Feasting on Color

One may find economies in acrylic pouring by thoughtful shopping and price comparing, still the passion requires funds that for me are scarce. And as a beginner, what I want to do most is to make and experiment. So now, five weeks into this mission, I've created about 80 images and have had to think deeply on how to fuel my further exploration, while keeping myself housed and fed.

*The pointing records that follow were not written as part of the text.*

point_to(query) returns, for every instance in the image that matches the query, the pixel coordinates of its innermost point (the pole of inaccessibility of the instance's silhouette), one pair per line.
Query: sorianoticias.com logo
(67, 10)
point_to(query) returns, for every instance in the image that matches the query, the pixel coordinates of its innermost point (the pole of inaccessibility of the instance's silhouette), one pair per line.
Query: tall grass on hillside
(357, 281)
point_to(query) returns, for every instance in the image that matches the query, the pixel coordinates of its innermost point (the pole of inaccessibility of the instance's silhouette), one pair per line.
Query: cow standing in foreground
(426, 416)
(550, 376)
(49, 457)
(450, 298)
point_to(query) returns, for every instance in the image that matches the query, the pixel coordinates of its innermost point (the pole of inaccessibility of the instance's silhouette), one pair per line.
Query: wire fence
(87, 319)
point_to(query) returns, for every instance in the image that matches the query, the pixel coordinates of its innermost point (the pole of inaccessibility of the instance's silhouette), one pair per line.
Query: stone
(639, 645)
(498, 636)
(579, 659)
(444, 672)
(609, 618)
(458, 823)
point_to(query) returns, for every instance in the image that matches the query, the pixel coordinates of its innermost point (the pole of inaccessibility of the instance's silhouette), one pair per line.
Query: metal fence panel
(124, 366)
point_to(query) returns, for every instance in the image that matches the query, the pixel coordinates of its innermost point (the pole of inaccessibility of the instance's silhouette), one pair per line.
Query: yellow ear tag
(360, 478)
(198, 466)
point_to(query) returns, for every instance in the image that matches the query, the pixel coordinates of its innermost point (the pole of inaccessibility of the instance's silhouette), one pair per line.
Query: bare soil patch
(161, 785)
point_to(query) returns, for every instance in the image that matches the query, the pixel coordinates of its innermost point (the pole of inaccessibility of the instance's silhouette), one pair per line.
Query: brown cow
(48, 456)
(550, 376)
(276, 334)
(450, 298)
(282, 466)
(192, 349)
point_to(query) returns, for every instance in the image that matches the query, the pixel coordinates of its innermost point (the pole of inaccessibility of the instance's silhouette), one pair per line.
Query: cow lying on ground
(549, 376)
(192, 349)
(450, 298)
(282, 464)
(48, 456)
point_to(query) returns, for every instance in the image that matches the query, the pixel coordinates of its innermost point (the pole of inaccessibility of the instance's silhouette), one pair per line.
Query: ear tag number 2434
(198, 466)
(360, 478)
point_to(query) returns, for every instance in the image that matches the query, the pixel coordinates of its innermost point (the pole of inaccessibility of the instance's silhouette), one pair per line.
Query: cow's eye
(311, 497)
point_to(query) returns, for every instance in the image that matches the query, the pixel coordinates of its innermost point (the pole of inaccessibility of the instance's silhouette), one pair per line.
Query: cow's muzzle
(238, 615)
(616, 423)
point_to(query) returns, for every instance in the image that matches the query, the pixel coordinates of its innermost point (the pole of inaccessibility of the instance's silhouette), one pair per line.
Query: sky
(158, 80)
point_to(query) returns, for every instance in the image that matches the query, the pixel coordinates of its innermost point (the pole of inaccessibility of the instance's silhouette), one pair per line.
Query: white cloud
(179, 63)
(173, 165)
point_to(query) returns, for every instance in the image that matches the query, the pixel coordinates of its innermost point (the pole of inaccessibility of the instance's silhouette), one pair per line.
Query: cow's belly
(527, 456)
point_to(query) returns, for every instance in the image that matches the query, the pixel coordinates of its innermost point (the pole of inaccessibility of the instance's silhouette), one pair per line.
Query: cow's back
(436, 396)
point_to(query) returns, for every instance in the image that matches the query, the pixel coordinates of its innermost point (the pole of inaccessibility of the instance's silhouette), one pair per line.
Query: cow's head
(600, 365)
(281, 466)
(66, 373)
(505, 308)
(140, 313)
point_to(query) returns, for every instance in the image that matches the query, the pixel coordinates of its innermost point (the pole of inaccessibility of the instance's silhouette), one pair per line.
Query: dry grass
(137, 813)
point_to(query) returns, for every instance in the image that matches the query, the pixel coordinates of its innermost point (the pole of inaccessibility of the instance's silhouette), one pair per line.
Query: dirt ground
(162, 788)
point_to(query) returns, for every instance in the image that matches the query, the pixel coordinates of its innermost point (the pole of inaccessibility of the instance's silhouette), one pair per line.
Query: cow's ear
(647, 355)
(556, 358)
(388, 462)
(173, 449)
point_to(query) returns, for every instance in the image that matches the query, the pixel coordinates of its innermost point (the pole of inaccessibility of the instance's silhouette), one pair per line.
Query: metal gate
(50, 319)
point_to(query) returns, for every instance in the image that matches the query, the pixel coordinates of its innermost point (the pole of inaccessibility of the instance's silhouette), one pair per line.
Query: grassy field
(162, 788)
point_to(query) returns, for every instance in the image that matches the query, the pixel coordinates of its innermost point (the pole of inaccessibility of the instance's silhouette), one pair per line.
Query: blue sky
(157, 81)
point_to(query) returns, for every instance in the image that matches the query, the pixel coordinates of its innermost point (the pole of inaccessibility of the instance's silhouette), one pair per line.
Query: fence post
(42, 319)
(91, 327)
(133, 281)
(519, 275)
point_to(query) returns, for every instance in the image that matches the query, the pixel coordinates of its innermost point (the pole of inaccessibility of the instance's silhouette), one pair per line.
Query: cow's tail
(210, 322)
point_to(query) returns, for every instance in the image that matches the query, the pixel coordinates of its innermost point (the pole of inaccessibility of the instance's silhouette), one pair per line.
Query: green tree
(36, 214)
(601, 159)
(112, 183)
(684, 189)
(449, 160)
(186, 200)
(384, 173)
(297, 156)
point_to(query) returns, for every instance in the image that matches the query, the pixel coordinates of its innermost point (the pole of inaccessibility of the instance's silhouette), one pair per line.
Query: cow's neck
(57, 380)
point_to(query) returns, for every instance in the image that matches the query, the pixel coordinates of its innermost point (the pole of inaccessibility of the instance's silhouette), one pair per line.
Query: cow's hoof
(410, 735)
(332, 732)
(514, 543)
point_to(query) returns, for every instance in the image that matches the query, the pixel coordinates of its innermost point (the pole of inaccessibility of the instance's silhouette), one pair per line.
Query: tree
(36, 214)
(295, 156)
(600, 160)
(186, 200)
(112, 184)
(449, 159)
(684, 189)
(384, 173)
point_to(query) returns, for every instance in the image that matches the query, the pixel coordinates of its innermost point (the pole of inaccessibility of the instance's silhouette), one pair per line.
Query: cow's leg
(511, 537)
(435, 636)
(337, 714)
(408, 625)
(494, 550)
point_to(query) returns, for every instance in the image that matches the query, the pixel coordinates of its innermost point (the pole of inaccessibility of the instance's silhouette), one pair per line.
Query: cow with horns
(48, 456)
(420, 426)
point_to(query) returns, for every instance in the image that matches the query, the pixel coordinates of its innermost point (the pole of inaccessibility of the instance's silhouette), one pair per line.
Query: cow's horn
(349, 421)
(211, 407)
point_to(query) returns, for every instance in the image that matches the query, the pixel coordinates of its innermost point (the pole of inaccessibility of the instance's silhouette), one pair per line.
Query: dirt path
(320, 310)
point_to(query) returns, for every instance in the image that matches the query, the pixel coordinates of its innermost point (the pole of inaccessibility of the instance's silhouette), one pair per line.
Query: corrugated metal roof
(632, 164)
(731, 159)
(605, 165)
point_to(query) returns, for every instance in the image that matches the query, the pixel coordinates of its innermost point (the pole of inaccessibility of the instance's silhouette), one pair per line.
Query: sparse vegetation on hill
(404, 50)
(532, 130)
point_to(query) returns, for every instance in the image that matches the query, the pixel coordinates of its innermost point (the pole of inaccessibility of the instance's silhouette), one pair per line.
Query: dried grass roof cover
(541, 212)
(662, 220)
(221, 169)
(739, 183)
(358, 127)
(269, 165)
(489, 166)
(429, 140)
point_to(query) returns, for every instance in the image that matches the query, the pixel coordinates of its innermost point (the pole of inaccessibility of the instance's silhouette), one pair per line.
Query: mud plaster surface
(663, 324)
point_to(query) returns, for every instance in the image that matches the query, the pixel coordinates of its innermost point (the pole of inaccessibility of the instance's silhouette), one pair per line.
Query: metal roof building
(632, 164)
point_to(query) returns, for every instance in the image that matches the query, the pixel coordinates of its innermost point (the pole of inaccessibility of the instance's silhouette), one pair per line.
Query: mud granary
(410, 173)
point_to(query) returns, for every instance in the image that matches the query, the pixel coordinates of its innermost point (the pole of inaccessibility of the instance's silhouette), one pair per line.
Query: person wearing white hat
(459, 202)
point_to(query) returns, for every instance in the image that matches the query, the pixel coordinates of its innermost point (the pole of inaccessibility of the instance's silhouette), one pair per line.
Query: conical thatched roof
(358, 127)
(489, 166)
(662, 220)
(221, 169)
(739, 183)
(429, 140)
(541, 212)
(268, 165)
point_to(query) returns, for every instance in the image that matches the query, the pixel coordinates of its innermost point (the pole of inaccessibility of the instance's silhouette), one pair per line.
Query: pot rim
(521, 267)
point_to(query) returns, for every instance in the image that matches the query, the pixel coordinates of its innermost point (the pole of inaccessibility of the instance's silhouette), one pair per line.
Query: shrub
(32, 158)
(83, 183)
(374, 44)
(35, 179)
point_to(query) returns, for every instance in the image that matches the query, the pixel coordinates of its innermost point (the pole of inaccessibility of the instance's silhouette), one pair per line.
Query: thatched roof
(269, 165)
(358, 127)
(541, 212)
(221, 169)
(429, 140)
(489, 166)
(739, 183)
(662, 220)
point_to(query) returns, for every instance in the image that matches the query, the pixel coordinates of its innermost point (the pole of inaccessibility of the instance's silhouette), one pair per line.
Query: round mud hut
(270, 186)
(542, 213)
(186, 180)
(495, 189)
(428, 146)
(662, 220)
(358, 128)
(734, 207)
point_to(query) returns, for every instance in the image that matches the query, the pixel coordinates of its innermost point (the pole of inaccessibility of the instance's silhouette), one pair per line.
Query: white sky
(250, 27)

The search is for more substrates -- having used up the canvasses purchased -- the many 4X4s then 5X5s, 6x6s, 8x8s, 12x12s,  finding a tile, buying some acrylic disks -- I remembered my stash of handmade paper and have used  most of my delicious plant papers in service for the cause.

Nesting colors-- that's what delights me, the ring within ring within ring you can sometimes get in cells, the exuberances of one color shredding and sliding over another, other times peeking through. The skin and veins, the lacing and crochet, how resistant in base, other times how interpenetrant or how fused to become another color.

So I saw that some artists began pouring on records. I have a sizeable collection,
about 3k, so while constitutionally opposed to undoing precious vinyl, I considered choosing one less-loved to pour on. I have a batch of gift records
that include genres that are less dear. But something told me to check online.

And when I did, this artist I never heard of before, Ruggiero Ricci, was listed and his records were $10-40. So instead of pouring on it, I listed it and others in my collection, that I could part with, for sale. My copy of the Beatles' Revolver
sold promptly. Wonderful!

There's a search for paint, too. Since I can't get to the stores that offer savings, the prices for the less expensive paints online, don't match the savings for some name brands online...

Then, this journey story, shared on FB, led to a batch of canvasses and new paints. One of my neighbors read of my interest and yesterday brought over canvasses and paint. The paint included colors that whispered to me: ivory, mango, turquoise, and they were liquidy in their little bottles. So prep was swift and easy. To these, I added a lemon-lime and an orange I created, and I was up all night pouring.

That combination is so delicious, I did it again and again, enjoying the ease of mixing the inexpensive acrylics with floetrol and water, the near immediacy of the process as compared to what I usually have to do when working with tubed paint.

It was instructive-- that ivory is warmer than white, and that mango was vibrant though lighter than orange, and the chord of turqoise-orange-lemonlime,  had resonance... It is visual music as I doubled the orange note but in another register
and thought,  blue-yellow blue, yellow-red, yellow yellow-blue. Yellow is one of my favorite colors and so while this combination does not express yellow directly, the colors all have a yellow connection.

I mix colors, thinking of their order. The first color in the cup will be on the top, the last color in the cup will be on the bottom. But density holds sway and delightedly I watch what sinks and what floats in the cup. I poured high and there's a delight in that action,  in seeing the colors enter each other and make cells and shapes in the cup.

And after the pour, the wonder of what remains in the cup, sometimes striped, somtimes celled and shimmering is another delight.

My last pour, around dawn, was an aha! I thought about atcs and had some heavy  matboard/backing board weight  atcs in my stash. They made a mini triptych. I must try the multiple surface approach again!